Jalon Linton

Personal information
- Born: 11 March 1984 (age 41) Cayman Islands
- Batting: Right-handed
- Role: Batsman

International information
- National side: Cayman Islands;
- T20I debut (cap 18): 13 April 2022 v Bahamas
- Last T20I: 16 April 2022 v Bahamas

Career statistics
| Competition | First-class | T20 |
| Matches | 2 | 2 |
| Runs scored | 24 | 2 |
| Batting average | 8.00 | 2.00 |
| 100s/50s | 0/0 | 0/0 |
| Top score | 9 | 2 |
| Catches/stumpings | 2/0 | 1/0 |
- Source: CricketArchive, 17 April 2022

= Jalon Linton =

Caymanian cricketer

Jalon Linton (born 11 March 1984) is a cricketer who has played for the Cayman Islands national cricket team since 2005.

==Career==
Jalon Linton's first taste of international cricket came in July 2003 when he took part in the Americas Under-19 Championship at the Maple Leaf Cricket Club in King City, Ontario. He played in all four matches as the Cayman Islands finished as runners-up to hosts Canada.
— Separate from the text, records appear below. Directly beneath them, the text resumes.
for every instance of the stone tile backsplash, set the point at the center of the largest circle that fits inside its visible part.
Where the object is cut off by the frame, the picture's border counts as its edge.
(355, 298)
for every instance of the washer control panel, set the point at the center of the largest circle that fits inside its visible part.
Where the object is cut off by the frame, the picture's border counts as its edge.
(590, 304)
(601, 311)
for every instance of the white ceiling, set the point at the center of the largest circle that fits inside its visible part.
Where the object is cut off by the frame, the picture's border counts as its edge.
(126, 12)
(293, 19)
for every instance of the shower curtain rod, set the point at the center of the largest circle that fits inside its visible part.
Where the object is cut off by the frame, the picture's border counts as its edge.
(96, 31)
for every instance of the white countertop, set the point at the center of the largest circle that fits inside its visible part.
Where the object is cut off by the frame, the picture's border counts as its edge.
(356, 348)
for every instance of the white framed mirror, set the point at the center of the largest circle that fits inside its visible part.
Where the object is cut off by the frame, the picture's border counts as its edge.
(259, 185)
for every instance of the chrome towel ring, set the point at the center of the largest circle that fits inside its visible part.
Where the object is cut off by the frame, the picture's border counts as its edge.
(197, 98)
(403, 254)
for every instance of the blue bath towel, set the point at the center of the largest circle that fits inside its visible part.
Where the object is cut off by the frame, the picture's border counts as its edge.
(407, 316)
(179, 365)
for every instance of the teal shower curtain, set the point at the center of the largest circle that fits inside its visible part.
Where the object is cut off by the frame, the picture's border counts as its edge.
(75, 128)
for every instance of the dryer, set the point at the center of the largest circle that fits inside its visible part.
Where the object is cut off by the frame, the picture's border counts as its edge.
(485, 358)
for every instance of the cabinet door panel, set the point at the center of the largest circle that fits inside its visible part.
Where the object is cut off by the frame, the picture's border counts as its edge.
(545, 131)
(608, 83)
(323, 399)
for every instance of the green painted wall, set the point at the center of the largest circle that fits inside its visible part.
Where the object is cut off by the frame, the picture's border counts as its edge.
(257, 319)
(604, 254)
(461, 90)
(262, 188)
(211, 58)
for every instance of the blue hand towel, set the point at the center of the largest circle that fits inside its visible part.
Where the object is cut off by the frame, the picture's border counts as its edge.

He first played for the senior team in the 2005 ICC Intercontinental Cup, playing first-class matches against Bermuda and Canada at the Toronto Cricket, Skating and Curling Club. The following year, he played in the inaugural Stanford 20/20 tournament, before playing the ICC Americas Championship in King City.

He most recently played for the Cayman Islands in Division Three of the World Cricket League in Darwin, Australia though he only played in one match, the third place play-off against Papua New Guinea.

In April 2022, he was named in the Cayman Islands' Twenty20 International (T20I) squad for their series against the Bahamas. He made his T20I debut on 13 April 2022, for the Cayman Islands against the Bahamas.